His warm palms now contoured her ribs. "I'm enormously attracted to you, Winn Gardner. What should a man do about a thing like that? Let it go unexplored? What if-"
"And what if this were just a… a passing urge? It's part of the mood of a wedding, wouldn't you say? People get caught up by romance when they see a bride and groom walk down the aisle. They do as Rodgers and Hart put it-'falling in love with love.' And we were more susceptible than most because we walked down that same aisle ourselves."
"Winn, your first impression of me-"
"Shh. Let me finish. You and I are different today than we'd be on a normal day. We're wearing luscious clothes that carry us away from the present and sweep us to the past, just as the ride in your car did. At times today I've even experienced the weird feeling that I'm living in my second life, that I've been reincarnated, and this-" she gestured and looked up "-this gazebo and your Haynes and my Gibson Girl look are all part of the time in which I lived before. That's why it felt so familiar, returning to it again. But, Joseph, that's not true. You and I have to be more careful than most on a day like today. We have to see things for what they truly are." She slipped her spaghetti straps up. "You know what they say about spring and a young man's fancy, don't you?" She turned her jaw aside, not quite glancing back at him. He rested his hands on her hipbones.
"No, I've forgotten. What do they say?"
"You know perfectly well what they say, but I'll repeat it, anyway, since it applies. 'In the spring a young man's fancy lightly turns to thoughts of love.'"
He watched as she inserted her arms into the lace overbodice, dropped her chin to her chest and lifted her arms. Joseph moved to find hook and eye and close them. As he did, her fragrant hair brushed his nose, and it took stern discipline to obey her wishes. But he bent and retrieved his jacket from the floor and draped it across her shoulders again. She clutched it from inside as before, then turned to face him.
"I'm your spring fancy tonight, Joseph Duggan. And before either one of us gets carried away any further, I think we'd both better admit this is more mood than anything else."
He considered her words. She might very well be right. He'd never been affected by a woman quite this suddenly, quite this strongly. He was twenty-seven and had sampled his share of feminine companions, and the one before him now raised his sexual thermometer more rapidly than any he'd met.
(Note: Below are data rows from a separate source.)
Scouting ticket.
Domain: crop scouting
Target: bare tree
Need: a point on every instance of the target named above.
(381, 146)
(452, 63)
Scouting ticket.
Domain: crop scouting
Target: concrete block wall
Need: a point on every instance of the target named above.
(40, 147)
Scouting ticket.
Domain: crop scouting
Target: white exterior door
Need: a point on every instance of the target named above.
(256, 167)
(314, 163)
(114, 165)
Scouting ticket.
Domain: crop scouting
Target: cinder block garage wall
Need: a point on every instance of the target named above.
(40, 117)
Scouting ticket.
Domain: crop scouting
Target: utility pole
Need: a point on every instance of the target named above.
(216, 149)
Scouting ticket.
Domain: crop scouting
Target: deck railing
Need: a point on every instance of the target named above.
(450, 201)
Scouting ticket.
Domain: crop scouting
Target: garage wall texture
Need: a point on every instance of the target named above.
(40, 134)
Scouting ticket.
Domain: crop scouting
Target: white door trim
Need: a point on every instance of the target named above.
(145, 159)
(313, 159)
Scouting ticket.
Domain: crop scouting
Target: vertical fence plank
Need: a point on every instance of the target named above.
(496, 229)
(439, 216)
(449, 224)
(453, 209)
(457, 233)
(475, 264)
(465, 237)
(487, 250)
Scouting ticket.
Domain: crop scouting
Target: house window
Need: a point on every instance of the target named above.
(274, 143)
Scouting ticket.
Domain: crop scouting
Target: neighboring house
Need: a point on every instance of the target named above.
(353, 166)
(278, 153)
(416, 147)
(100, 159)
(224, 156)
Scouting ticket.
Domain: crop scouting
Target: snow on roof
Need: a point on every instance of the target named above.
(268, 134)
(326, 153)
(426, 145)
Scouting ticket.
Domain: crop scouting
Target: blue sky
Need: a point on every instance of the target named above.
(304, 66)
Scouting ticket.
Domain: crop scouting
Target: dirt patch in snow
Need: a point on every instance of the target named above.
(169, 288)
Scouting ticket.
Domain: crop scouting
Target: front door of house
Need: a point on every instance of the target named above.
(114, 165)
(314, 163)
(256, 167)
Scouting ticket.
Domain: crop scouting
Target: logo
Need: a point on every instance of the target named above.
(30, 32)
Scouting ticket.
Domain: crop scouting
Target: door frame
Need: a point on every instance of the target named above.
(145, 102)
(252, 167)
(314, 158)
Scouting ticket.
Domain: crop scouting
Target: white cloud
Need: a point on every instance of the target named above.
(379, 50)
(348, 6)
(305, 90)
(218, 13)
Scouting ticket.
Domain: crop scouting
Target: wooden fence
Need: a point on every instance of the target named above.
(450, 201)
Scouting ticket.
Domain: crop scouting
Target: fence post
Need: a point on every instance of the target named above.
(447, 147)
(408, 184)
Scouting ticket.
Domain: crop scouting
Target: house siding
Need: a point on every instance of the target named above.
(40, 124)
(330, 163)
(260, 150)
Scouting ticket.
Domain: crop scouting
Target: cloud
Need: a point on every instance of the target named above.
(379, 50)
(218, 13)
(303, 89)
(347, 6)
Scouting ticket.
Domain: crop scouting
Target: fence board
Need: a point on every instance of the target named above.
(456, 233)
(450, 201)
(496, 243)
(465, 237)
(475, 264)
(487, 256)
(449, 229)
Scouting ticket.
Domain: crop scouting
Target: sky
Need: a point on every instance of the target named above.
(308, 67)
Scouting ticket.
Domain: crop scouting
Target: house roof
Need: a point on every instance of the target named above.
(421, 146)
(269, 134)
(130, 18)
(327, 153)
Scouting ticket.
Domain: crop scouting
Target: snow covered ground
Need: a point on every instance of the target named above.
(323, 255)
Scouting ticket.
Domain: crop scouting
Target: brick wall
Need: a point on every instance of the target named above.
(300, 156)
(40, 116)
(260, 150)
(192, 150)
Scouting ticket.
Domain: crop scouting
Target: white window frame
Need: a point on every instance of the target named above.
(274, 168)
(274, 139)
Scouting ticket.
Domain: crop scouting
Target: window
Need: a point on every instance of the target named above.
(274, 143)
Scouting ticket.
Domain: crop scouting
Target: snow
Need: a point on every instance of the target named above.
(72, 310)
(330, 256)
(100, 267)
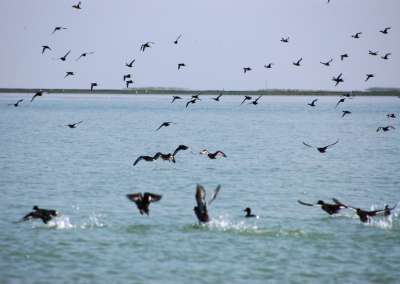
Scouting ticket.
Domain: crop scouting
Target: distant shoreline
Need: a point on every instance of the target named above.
(161, 91)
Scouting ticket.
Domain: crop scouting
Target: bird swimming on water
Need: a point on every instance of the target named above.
(201, 210)
(321, 149)
(143, 201)
(38, 213)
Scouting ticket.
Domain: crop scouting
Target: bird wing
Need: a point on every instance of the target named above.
(304, 203)
(215, 194)
(152, 197)
(135, 197)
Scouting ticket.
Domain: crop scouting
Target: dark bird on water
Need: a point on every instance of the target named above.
(38, 213)
(74, 125)
(312, 104)
(45, 47)
(340, 101)
(143, 201)
(255, 102)
(16, 104)
(177, 39)
(328, 63)
(165, 124)
(92, 85)
(321, 149)
(69, 73)
(345, 112)
(343, 56)
(369, 76)
(58, 29)
(145, 45)
(285, 40)
(246, 98)
(246, 69)
(218, 97)
(174, 98)
(385, 128)
(84, 55)
(297, 63)
(77, 6)
(268, 66)
(213, 155)
(248, 213)
(37, 94)
(385, 30)
(130, 64)
(327, 207)
(373, 53)
(338, 79)
(386, 56)
(63, 58)
(180, 65)
(201, 210)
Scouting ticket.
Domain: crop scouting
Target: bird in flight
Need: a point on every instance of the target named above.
(321, 149)
(177, 39)
(385, 30)
(145, 45)
(77, 6)
(338, 79)
(16, 104)
(328, 63)
(84, 55)
(165, 124)
(130, 64)
(312, 104)
(74, 125)
(58, 29)
(180, 65)
(92, 85)
(369, 76)
(45, 47)
(174, 98)
(297, 63)
(143, 201)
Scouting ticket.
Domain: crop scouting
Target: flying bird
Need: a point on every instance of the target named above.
(84, 55)
(145, 45)
(143, 201)
(174, 98)
(165, 124)
(213, 155)
(45, 47)
(16, 104)
(200, 210)
(297, 63)
(74, 125)
(321, 149)
(130, 64)
(328, 63)
(177, 39)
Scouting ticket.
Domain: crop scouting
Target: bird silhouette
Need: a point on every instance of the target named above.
(45, 47)
(328, 63)
(297, 63)
(130, 64)
(321, 149)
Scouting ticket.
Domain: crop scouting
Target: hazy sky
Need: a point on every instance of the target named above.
(219, 38)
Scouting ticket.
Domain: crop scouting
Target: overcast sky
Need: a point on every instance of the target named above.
(219, 38)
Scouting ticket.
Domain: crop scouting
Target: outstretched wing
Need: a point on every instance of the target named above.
(304, 203)
(216, 191)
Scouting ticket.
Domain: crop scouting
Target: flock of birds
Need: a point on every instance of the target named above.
(144, 200)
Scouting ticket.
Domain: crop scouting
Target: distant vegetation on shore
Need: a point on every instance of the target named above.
(175, 91)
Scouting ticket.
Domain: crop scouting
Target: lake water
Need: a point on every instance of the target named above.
(86, 172)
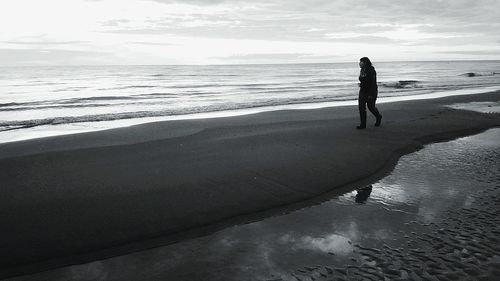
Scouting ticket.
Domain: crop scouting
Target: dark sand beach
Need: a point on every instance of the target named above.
(78, 198)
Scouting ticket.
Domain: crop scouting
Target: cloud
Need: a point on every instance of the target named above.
(383, 28)
(474, 52)
(51, 57)
(43, 43)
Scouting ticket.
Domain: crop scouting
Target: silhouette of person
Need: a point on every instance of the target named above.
(363, 194)
(368, 92)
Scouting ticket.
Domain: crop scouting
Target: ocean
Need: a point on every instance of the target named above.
(46, 101)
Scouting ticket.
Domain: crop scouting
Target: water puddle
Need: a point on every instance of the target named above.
(435, 216)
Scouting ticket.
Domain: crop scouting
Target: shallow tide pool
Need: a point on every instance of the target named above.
(435, 217)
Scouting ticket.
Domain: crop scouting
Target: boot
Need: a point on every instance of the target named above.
(379, 120)
(362, 117)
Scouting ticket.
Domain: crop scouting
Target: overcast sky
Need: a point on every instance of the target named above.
(75, 32)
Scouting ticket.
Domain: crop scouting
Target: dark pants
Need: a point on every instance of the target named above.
(364, 101)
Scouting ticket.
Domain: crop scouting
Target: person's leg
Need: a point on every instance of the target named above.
(374, 111)
(362, 112)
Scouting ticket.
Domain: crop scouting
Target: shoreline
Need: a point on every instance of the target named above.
(38, 132)
(323, 142)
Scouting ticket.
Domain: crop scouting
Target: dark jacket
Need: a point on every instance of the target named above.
(368, 79)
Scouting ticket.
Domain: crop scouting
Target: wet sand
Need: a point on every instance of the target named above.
(78, 198)
(414, 224)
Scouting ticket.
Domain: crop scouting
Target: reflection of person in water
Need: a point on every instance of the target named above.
(367, 92)
(363, 194)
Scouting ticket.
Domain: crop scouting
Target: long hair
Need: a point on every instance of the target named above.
(366, 60)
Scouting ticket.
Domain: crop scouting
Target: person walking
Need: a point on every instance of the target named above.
(368, 92)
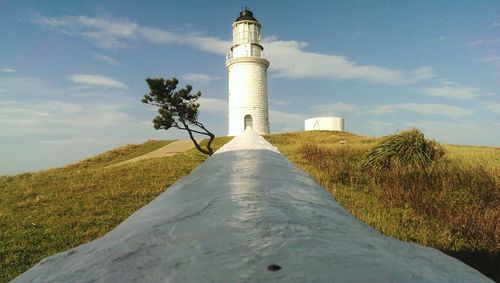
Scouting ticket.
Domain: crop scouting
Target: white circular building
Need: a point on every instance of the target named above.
(324, 124)
(247, 72)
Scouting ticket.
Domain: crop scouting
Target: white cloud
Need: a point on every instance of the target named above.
(334, 108)
(96, 80)
(289, 60)
(492, 106)
(104, 58)
(213, 105)
(112, 33)
(423, 108)
(491, 59)
(68, 141)
(280, 117)
(278, 102)
(381, 126)
(453, 91)
(465, 132)
(201, 78)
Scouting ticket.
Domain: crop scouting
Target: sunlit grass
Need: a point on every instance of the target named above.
(53, 210)
(452, 204)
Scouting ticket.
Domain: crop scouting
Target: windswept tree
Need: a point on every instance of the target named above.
(177, 109)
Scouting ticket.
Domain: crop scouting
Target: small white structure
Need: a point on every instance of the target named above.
(324, 124)
(247, 215)
(247, 69)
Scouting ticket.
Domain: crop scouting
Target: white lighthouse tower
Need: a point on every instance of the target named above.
(247, 68)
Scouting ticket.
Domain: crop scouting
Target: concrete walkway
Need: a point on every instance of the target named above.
(247, 215)
(170, 149)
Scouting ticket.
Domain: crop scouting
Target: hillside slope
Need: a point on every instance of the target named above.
(53, 210)
(453, 206)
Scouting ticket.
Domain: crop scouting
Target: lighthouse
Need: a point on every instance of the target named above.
(247, 77)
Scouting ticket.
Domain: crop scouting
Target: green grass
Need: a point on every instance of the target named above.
(53, 210)
(453, 204)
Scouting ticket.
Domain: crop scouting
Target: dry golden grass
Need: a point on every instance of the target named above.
(452, 204)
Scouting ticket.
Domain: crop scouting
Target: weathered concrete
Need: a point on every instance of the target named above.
(242, 212)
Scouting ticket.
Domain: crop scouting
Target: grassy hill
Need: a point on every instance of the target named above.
(454, 205)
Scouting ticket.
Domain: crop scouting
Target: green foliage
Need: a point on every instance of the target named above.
(50, 211)
(452, 205)
(405, 149)
(177, 109)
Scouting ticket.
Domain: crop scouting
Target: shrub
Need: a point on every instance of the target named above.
(405, 149)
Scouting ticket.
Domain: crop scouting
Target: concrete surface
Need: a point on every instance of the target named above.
(247, 215)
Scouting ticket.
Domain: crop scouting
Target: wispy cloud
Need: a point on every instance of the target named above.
(104, 58)
(114, 33)
(280, 117)
(290, 60)
(278, 102)
(492, 106)
(336, 108)
(452, 91)
(96, 80)
(7, 70)
(201, 78)
(289, 57)
(491, 59)
(213, 105)
(423, 108)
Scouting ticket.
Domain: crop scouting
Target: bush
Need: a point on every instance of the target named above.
(405, 149)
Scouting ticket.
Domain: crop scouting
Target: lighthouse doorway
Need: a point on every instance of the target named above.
(248, 121)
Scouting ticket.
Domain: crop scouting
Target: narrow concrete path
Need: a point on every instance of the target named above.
(170, 149)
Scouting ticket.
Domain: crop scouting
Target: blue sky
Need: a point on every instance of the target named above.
(72, 72)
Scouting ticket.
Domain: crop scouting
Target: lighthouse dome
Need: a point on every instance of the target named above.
(246, 15)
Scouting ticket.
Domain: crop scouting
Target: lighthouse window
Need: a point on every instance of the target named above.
(248, 121)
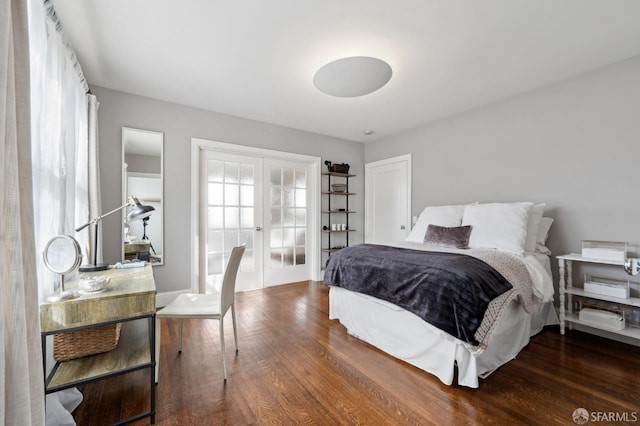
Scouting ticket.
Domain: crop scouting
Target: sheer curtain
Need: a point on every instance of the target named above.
(21, 385)
(64, 159)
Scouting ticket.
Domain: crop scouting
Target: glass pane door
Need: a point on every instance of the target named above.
(286, 222)
(233, 212)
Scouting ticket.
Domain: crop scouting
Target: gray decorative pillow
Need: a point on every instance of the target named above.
(455, 237)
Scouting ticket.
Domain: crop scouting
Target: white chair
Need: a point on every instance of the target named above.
(209, 306)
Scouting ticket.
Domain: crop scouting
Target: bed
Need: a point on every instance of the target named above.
(516, 232)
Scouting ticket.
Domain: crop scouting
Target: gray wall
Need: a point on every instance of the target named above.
(179, 124)
(574, 145)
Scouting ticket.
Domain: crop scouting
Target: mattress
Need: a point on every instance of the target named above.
(407, 337)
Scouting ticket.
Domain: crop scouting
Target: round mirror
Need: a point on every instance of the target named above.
(62, 254)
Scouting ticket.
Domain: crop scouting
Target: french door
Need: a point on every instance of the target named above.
(266, 204)
(231, 215)
(286, 225)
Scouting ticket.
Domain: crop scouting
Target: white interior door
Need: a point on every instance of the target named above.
(231, 214)
(388, 200)
(287, 226)
(269, 204)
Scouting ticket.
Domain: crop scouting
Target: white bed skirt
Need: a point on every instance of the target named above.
(407, 337)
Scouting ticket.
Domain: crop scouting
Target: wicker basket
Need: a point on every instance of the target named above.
(90, 341)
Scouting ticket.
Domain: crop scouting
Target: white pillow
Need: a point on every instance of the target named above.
(543, 230)
(501, 226)
(447, 216)
(532, 227)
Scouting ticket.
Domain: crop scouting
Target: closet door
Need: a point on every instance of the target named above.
(231, 214)
(387, 195)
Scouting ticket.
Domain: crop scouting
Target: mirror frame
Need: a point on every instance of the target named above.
(126, 131)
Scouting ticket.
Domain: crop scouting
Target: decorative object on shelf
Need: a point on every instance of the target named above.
(339, 187)
(337, 168)
(604, 303)
(607, 286)
(336, 206)
(632, 266)
(90, 341)
(605, 250)
(62, 255)
(93, 284)
(138, 212)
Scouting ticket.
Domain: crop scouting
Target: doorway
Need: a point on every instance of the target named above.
(261, 198)
(387, 198)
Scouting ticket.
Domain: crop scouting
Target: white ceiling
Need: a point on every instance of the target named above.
(256, 58)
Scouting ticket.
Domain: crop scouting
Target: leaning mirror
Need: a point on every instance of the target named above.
(142, 177)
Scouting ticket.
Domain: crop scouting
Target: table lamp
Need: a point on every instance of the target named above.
(138, 212)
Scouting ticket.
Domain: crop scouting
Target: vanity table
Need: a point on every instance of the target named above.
(130, 299)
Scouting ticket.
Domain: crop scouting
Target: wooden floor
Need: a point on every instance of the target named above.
(295, 367)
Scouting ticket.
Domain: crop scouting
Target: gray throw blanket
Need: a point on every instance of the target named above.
(451, 291)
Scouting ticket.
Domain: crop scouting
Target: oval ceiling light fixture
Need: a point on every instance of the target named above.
(353, 76)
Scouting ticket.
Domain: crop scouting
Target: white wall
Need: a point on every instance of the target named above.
(179, 124)
(574, 145)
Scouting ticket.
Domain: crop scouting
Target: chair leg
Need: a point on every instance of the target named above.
(235, 330)
(224, 363)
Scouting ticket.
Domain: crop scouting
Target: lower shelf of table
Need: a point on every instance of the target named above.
(131, 353)
(633, 332)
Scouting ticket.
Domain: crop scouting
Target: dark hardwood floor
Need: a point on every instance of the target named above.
(295, 366)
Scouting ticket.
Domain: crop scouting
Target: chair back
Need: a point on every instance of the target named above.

Was it the occasion? The hat? The hair? The dress? The car? Even his own tuxedo and ruffles and shiny shoes, so different from his usual mode of dress?
Yes, she probably was right. And if so, he had no business upsetting the equilibrium between herself and Hildebrandt.
He drew a deep breath, jammed his hands into his trouser pockets and stepped back.
"So…" he said, pulling in a jerky sigh.
Silence hovered between them.
"So," she repeated.
The air seemed detonated by repressed sexuality. "So, I suppose you don't want to dance with me anymore, either?"
"I always want to dance. Shall we go back and join the others? I think we'll be safe enough inside now. And anyway, there's only about half an hour of music left, then we'll politely say goodbye and exit from each other's lives, as if today and tonight never happened. And in the meantime we'll only talk about nice safe subjects again. Agreed?"
He said nothing for a long time, then finally squared his shoulders and answered, "You're right. That's wisest. Should I apologize for what I just did? I don't want to."
"No, Joseph, no apology is necessary. You see-" she chuckled softly and perhaps a trifle sadly "-you're my spring fancy, too."
Then she turned, and her high heels sounded on the hollow floor as she crossed to the steps. He frowned, wishing she hadn't been so sensible. Then he checked his watch to find it was twelve-forty. He had only twenty minutes to come up with a reasonable excuse to keep her with him a little longer after the dance broke up.